This year’s Nobel prize season has kicked off. The first winners were announced this morning: Mario Capecchi, Martin Evans and Oliver Smithies share the Physiology or Medicine prize “for their discoveries of principles for introducing specific gene modifications in mice by the use of embryonic stem cells”. This is effectively a re-run of the 2001 Lasker Award, which was given to the same trio for the same work on ‘knockout mice’ (Nature). Smithies wrote about the award of this prize in Nature Medicine at the time.
Toolmakers—and I suspect that the three of us being honored by the Lasker Foundation fit into this category—are fortunate people. They see problems, invent tools to solve them and enjoy the solutions, which often demonstrate new principles that were not part of the original thought. As a bonus, they also enjoy the vicarious pleasure of seeing other people use the same tools to solve very different problems. Yet the invention of an effective scientific tool is rarely an isolated event; there are often many prior experiences that trigger the inventive thought, and there may be various unexpected additional problems to solve before the toolmaker can bring a nascent idea into practice.
Capecchi’s amazing life story was detailed in a Nature feature in 2004. There’s a relevant extract below the fold:
Capecchi’s was one of two groups — the other led by Oliver Smithies, then at the University of Wisconsin — that a few years later showed that a dysfunctional copy of a mammalian gene will, on rare occasions, line up with and replace the normal version, in a process called ‘homologous recombination’
Knockout mice are created by performing this trick in mouse embryonic stem (ES) cells. The transformed cells are injected into embryos, and breeding from the resulting mice produces animals that carry the disabled target gene in all of their cells.
Martin Evans, then at the University of Cambridge, UK, had by the mid-1980s isolated mouse ES cells and showed that they could be incorporated into a developing embryo to create a ‘chimaeric’ animal. Capecchi demonstrated that homologous recombination also happens in ES cells, and developed efficient methods to select the tiny proportion of cells in a culture to have undergone this transformation6. The stage was set for the debut of targeted knockout mice, first described in 1989 and 1990 by groups including those led by Capecchi and Smithies.
And here’s a more colourful one:
Capecchi’s life story is humbling. Born in Verona in 1937, he was the product of a brief relationship between Lucy Ramberg, a poet, and Luciano Capecchi, an Italian air-force pilot. Nearly four years later, his mother — who was one of the Bohemians, a group of artists outspoken in their opposition to the Nazis — was taken away by the Gestapo and interned in the Dachau concentration camp.
Before her arrest, Capecchi’s mother sold all her belongings and used the money to arrange for a peasant family to care for him. But for reasons Capecchi has never understood, the cash soon ran out. At just four-and-a-half years of age, he was turned out onto the streets. Although he is happy to talk in general terms about his early life, Capecchi refuses to be drawn into the grim specifics. “The reality was brutal and there is little to be gained from recounting the details.”
Kudos to M. William Lensch who predicted this victory on his Nature Network blog last year. Basic coverage of the award has appeared so far in PA, AP, and the Guardian. We’ll update with a pick of further coverage when longer pieces come online.
UPDATES
Here’s the hugely detailed press release.

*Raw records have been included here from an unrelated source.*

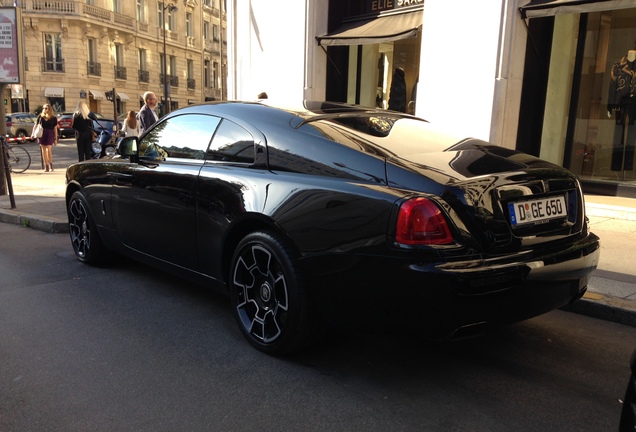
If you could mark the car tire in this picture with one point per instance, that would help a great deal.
(269, 295)
(87, 244)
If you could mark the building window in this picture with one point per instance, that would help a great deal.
(598, 142)
(93, 67)
(171, 22)
(141, 16)
(189, 30)
(215, 78)
(191, 80)
(215, 33)
(206, 73)
(206, 31)
(53, 61)
(160, 21)
(172, 71)
(144, 75)
(120, 69)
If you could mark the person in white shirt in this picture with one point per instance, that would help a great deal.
(147, 115)
(131, 125)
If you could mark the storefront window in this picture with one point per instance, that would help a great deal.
(387, 74)
(604, 129)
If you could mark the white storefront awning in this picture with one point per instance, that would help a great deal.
(54, 91)
(385, 28)
(97, 95)
(543, 8)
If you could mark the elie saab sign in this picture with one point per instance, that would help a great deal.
(9, 55)
(375, 6)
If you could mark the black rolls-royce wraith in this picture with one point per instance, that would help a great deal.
(308, 215)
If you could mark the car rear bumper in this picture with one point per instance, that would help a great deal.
(451, 299)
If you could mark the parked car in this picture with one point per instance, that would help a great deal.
(65, 125)
(309, 216)
(20, 124)
(628, 413)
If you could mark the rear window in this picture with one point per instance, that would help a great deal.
(399, 136)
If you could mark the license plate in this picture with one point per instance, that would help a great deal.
(537, 210)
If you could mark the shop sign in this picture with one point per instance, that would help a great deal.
(376, 6)
(9, 72)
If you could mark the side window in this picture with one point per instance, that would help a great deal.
(186, 136)
(231, 143)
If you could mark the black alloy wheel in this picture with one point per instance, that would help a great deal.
(269, 297)
(85, 239)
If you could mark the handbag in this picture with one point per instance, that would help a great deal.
(38, 130)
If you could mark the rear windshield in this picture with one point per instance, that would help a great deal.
(400, 136)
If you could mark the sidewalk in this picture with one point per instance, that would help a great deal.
(39, 204)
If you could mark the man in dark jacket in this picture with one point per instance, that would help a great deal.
(146, 115)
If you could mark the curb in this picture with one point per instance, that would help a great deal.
(37, 222)
(599, 306)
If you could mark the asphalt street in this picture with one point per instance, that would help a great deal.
(130, 348)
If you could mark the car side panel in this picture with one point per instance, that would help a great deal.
(154, 211)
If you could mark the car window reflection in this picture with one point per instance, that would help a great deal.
(231, 143)
(186, 136)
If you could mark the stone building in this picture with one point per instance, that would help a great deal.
(83, 49)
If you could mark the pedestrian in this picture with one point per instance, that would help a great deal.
(83, 124)
(147, 115)
(49, 136)
(131, 125)
(397, 95)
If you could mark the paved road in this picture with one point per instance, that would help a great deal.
(129, 348)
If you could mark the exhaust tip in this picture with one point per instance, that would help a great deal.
(470, 330)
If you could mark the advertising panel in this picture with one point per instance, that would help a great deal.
(9, 57)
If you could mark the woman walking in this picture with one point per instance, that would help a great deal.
(83, 133)
(49, 136)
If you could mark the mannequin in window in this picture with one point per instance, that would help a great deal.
(621, 101)
(397, 96)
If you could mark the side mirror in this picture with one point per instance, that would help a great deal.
(127, 147)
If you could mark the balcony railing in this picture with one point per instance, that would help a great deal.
(144, 76)
(52, 65)
(120, 72)
(93, 68)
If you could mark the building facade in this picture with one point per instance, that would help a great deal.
(83, 50)
(552, 78)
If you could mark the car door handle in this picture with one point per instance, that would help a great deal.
(119, 178)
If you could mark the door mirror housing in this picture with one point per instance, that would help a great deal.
(127, 147)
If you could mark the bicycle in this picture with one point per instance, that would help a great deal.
(18, 158)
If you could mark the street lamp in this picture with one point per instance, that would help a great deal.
(166, 83)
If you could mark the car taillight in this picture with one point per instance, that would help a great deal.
(421, 222)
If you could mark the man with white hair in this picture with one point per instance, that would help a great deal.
(147, 115)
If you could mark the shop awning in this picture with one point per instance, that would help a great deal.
(98, 95)
(385, 28)
(54, 91)
(543, 8)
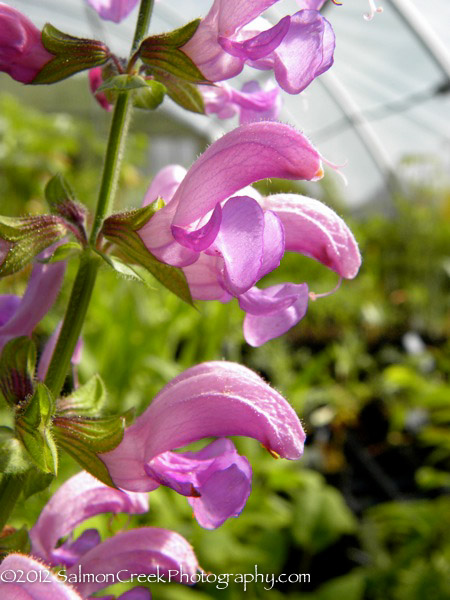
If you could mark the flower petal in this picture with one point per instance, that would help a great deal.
(242, 156)
(79, 498)
(260, 328)
(216, 479)
(42, 290)
(258, 46)
(200, 239)
(8, 306)
(314, 229)
(143, 551)
(204, 279)
(225, 19)
(241, 243)
(273, 243)
(37, 581)
(264, 105)
(212, 399)
(310, 37)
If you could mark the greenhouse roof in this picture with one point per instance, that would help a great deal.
(385, 99)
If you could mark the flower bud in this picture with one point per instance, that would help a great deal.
(22, 54)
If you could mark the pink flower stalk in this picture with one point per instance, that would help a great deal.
(37, 582)
(19, 316)
(298, 49)
(226, 237)
(95, 81)
(113, 10)
(214, 399)
(22, 54)
(252, 103)
(141, 550)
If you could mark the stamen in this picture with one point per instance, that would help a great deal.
(314, 296)
(373, 10)
(337, 168)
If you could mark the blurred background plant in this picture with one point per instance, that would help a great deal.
(366, 510)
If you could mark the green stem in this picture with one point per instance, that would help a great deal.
(10, 488)
(85, 280)
(111, 168)
(73, 321)
(83, 286)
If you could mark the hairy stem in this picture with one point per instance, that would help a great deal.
(85, 279)
(10, 488)
(73, 321)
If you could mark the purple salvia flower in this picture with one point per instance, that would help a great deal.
(226, 249)
(20, 316)
(79, 498)
(211, 399)
(241, 157)
(311, 4)
(298, 49)
(145, 551)
(37, 581)
(216, 480)
(142, 551)
(22, 54)
(113, 10)
(252, 103)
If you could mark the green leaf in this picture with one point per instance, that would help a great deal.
(100, 434)
(85, 401)
(21, 239)
(163, 54)
(122, 83)
(86, 458)
(122, 268)
(16, 540)
(150, 97)
(183, 93)
(13, 456)
(17, 365)
(35, 482)
(122, 230)
(72, 55)
(178, 37)
(63, 252)
(84, 437)
(33, 427)
(63, 202)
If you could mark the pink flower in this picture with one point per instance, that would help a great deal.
(140, 551)
(113, 10)
(226, 237)
(211, 399)
(252, 103)
(22, 54)
(298, 49)
(19, 316)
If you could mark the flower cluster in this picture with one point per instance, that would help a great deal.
(226, 237)
(207, 221)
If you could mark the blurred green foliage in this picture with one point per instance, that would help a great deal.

A substantial piece from Reuters has appeared.
UPDATES PART 2
The stories are coming thick and fast. The South Wales Echo has Evans declaring his Nobel “a boyhood dream come true”, a quote also picked up by the Western Mail. The UK’s prime minister Gordon Brown said it was “a proud day for Sir Martin, for Cardiff University and for the country” (The Guardian and others).
In North Carolina in the US the News and Observer is more interested in local man Smithies, from whom it has the great quote: “I’ve always said if I were to die somewhere, which certainly will happen, it might as well be at the bench because that’s where I’m happy.” His university paper the Daily Tar Heel also covers the story, although it appears more concerned with the institution’s increased bragging rights.
The Independent has Capecchi ‘The man who changed our world’ on their front cover. The Italian press has also been busy on the subject of Capecchi: La Stampa; Il Corriere (plus audio); La Repubblica (plus interview).
UPDATE – 10/10/07
I hang my head in shame for the UK. This is from the BBC: “A day after he was awarded the Nobel Prize, a talk on stem cell research by Sir Martin Evans has been cancelled because of a ‘lack of interest’.”